When a deep-seated memory suddenly surfaces, Elizabeth Burns becomes obsessed with the long-ago disappearance of her childhood friend April Cassidy. Driven to investigate, Elizabeth discovers a thirty-five-year-old newspaper article revealing the details that had been hidden from her as a child—shocking revelations about April's mother, Adele.
Elizabeth, now herself a mother, seeks out anyone who might help piece together the final months, days, and hours of this troubled woman's life, but the answers yield only more questions. And those questions lead back to Elizabeth's own life: her own compromised marriage, her increasing self-doubt and dissatisfaction, and finally, a fearsome reckoning with what it means to be a wife and mother.

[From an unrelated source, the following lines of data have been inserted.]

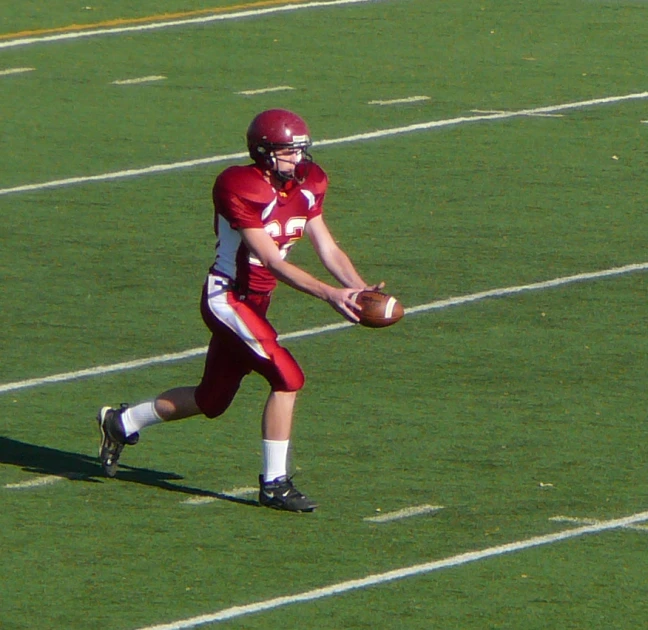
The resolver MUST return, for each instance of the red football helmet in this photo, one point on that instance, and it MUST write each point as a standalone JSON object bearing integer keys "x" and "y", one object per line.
{"x": 276, "y": 129}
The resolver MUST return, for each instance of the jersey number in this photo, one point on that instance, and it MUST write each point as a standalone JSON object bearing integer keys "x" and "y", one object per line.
{"x": 293, "y": 229}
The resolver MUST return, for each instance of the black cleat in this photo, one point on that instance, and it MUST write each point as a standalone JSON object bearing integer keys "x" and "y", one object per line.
{"x": 113, "y": 438}
{"x": 280, "y": 494}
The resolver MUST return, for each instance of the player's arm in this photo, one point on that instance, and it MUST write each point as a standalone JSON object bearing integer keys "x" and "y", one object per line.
{"x": 336, "y": 261}
{"x": 263, "y": 248}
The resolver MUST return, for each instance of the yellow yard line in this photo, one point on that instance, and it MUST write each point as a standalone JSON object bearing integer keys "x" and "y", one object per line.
{"x": 148, "y": 19}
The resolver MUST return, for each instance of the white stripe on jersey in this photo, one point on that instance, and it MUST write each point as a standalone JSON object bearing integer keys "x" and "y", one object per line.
{"x": 229, "y": 241}
{"x": 310, "y": 196}
{"x": 224, "y": 312}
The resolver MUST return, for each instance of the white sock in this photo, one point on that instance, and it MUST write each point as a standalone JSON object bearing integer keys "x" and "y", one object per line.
{"x": 136, "y": 418}
{"x": 275, "y": 458}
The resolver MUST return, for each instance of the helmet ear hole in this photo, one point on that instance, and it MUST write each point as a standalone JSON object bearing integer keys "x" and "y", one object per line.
{"x": 276, "y": 129}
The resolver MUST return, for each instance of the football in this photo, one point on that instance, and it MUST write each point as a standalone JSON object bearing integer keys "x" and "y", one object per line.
{"x": 378, "y": 309}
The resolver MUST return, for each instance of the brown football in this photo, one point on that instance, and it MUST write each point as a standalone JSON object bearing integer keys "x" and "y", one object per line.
{"x": 378, "y": 309}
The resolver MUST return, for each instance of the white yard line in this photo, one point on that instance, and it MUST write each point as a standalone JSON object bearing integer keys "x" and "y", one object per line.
{"x": 591, "y": 521}
{"x": 377, "y": 579}
{"x": 154, "y": 26}
{"x": 309, "y": 332}
{"x": 278, "y": 88}
{"x": 8, "y": 71}
{"x": 400, "y": 101}
{"x": 383, "y": 133}
{"x": 154, "y": 77}
{"x": 415, "y": 510}
{"x": 501, "y": 111}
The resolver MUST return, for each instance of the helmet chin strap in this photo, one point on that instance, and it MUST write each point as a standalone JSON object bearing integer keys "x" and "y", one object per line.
{"x": 298, "y": 174}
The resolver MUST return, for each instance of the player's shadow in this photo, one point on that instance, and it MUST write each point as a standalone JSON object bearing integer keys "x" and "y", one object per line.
{"x": 44, "y": 460}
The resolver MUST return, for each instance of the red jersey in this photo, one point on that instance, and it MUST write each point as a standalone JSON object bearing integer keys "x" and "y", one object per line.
{"x": 244, "y": 199}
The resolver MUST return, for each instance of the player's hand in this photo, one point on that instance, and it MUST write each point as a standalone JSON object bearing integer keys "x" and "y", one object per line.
{"x": 343, "y": 301}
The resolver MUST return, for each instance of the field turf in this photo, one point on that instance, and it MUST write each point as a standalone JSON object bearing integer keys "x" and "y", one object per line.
{"x": 519, "y": 416}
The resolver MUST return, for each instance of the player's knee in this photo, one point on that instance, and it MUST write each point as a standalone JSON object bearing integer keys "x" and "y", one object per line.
{"x": 294, "y": 382}
{"x": 213, "y": 403}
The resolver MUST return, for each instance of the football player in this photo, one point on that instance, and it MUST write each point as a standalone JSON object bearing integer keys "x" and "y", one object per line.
{"x": 260, "y": 211}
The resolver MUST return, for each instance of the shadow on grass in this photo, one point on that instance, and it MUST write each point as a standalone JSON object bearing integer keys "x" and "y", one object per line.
{"x": 44, "y": 460}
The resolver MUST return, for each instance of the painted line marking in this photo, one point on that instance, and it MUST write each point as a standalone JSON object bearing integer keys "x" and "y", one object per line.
{"x": 42, "y": 480}
{"x": 300, "y": 334}
{"x": 234, "y": 492}
{"x": 415, "y": 510}
{"x": 93, "y": 32}
{"x": 4, "y": 73}
{"x": 377, "y": 579}
{"x": 399, "y": 101}
{"x": 278, "y": 88}
{"x": 592, "y": 521}
{"x": 501, "y": 111}
{"x": 155, "y": 77}
{"x": 435, "y": 124}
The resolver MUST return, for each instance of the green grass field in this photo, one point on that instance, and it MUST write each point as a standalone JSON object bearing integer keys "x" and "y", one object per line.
{"x": 523, "y": 415}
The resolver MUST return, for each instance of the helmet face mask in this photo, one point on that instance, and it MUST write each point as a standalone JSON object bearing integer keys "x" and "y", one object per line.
{"x": 279, "y": 138}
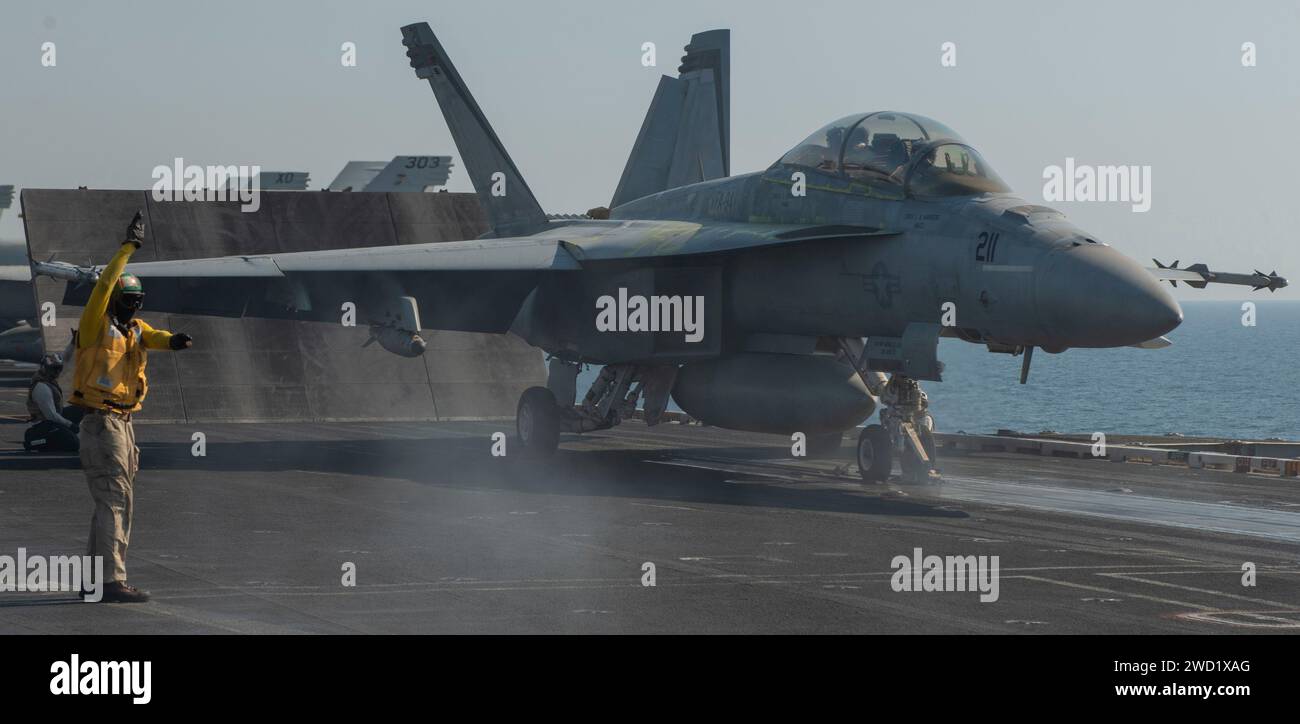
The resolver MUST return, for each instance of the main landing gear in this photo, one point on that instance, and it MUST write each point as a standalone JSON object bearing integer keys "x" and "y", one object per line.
{"x": 545, "y": 412}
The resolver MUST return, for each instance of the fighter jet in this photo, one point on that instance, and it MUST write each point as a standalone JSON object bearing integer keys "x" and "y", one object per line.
{"x": 784, "y": 300}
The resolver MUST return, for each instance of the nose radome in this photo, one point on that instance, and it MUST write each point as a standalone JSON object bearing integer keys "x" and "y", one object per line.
{"x": 1092, "y": 295}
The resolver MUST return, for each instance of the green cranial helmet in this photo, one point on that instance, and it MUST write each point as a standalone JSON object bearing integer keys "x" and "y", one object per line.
{"x": 129, "y": 291}
{"x": 129, "y": 284}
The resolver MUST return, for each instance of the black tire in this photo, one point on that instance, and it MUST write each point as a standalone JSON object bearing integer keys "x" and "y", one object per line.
{"x": 826, "y": 445}
{"x": 537, "y": 421}
{"x": 911, "y": 468}
{"x": 875, "y": 454}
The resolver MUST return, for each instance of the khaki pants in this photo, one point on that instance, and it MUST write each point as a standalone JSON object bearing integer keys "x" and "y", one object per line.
{"x": 109, "y": 458}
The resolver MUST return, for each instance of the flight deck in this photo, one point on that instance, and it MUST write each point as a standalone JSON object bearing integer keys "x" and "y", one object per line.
{"x": 252, "y": 537}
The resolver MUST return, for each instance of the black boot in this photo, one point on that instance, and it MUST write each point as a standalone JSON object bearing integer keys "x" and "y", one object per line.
{"x": 117, "y": 592}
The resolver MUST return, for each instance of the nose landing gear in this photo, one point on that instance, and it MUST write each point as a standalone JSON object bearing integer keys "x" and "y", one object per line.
{"x": 905, "y": 432}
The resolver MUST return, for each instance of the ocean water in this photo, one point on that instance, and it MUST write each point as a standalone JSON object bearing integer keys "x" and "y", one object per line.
{"x": 1218, "y": 378}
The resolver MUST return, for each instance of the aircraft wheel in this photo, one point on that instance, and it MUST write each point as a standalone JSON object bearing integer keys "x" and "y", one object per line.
{"x": 875, "y": 454}
{"x": 537, "y": 421}
{"x": 913, "y": 469}
{"x": 826, "y": 445}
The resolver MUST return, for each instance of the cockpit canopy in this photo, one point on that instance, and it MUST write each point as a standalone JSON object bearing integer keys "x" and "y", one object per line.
{"x": 924, "y": 156}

How could a mother kill her children? This breathtaking first novel from photojournalist Kogan (Shutterbabe) attempts a heart-wrenching answer. Elizabeth Lizzie Burns Steiger, a 41-year-old TV producer/journalist, has a hallucination while watching a performance of Medea at a Manhattan theater; she sees her best friend in first grade, April Cassidy, who was killed by April's depressed mother, Adele, in 1972 in Potomac, Md., along with April's sister. In addition to exploring her memories in therapy, Lizzie interviews the Cassidys' former neighbor and others who knew the family for a proposed cable network documentary, but a priceless Pandora's box tapes of Adele with her psychiatrist provides the most startling revelations. Kogan skillfully interweaves Lizzie's struggles with her troubled marriage, parenting and a personal trauma shared in the Balkans with a former lover in this unflinching portrait of filicide, which still manages to find light in the darkness of a very disturbing subject.